Demand for health and wellness products – including dietary supplements, sports nutrition and herbal medicines – have seen strong growth over the last decade with the global industry expected to reach a value of US$1tr by 2017. Unlike prescription drugs, wellness products are considered natural remedies to promote wellbeing and are sold over the counter.
In South Africa a similar trend has been seen as consumers become increasingly health conscious, according to Dr Karsten Wellner, CEO of the Johannesburg Stock Exchange-listed Ascendis Health. The company owns a portfolio of natural remedies and wellness related brands.
“How big the market is depends on what you include. But in South Africa what they call the complementary and alternative medicines (CAMs) market is assumed to be between R10bn and R13bn ($700m and $915m), and this includes sports nutrition,” he told How we made it in Africa.

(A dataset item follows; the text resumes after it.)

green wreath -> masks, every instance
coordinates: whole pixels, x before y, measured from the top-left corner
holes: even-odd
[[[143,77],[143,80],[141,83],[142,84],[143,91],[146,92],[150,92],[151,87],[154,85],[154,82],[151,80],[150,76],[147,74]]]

However, recent regulatory changes put forward by the Department of Health propose stricter procedures for registering these over-the-counter ‘complementary medicines’ – similar to those required for prescription pharmaceutical drugs. While the move is meant to protect consumers from untested medicines which make false-claims, Wellner notes the costs involved limit the industry’s growth potential.
“If you register pharmaceutical drugs you need a toxicology, efficiency studies, and clinical data and that is very expensive.
“An extreme example is if you squeeze 20 oranges to drink as a juice, you take in a higher dosage of vitamin C compared to what is recommended as a daily dosage. Theoretically, if you had to put that vitamin C in a pill instead of drinking it, you would need a pharmaceutical dossier to do so,” he explains.
“Due to these regulations starting to be implemented, the market in South Africa hasn’t had as strong growth like markets in Europe or in other developing markets.”
Capturing growth in sports nutrition
Sports nutrition products have also been growing strongly globally. “And in many markets its growing by double digits,” adds Wellner.
In addition to its own South African sports nutrition brand Evox, Ascendis Health recently acquired a major European player, Scitec International, for R2.9bn (about $203m). The deal is part of the company’s strategy to increase revenues from foreign markets due to a weakening rand, but also gives it a strong foothold in the global sports nutrition market. According to Wellner, Scitec is one of the top three sports nutrition companies in Europe.
“And we see a lot of potential coming from this acquisition for our export market into developing markets like the Middle East and Africa.”
Ascendis already exports various products to other African countries, mainly South Africa’s neighbours. However, the rest of continent only accounts for a small percentage of its business.
“I think in some African markets sports nutrition is not a big story yet because when you look at a Maslow’s [hierarchy of needs] pyramid – they simply are not there yet. They have more basic consumer needs than sports nutrition. The higher developed a market is, the more sports nutrition is used.”
However, he adds a growing number of gyms in some countries could be indicative of a expanding market.
“Wherever there are gyms people focus on their bodies and health… So overall we see nice trends in Africa for sports nutrition – but growing from a lower base.”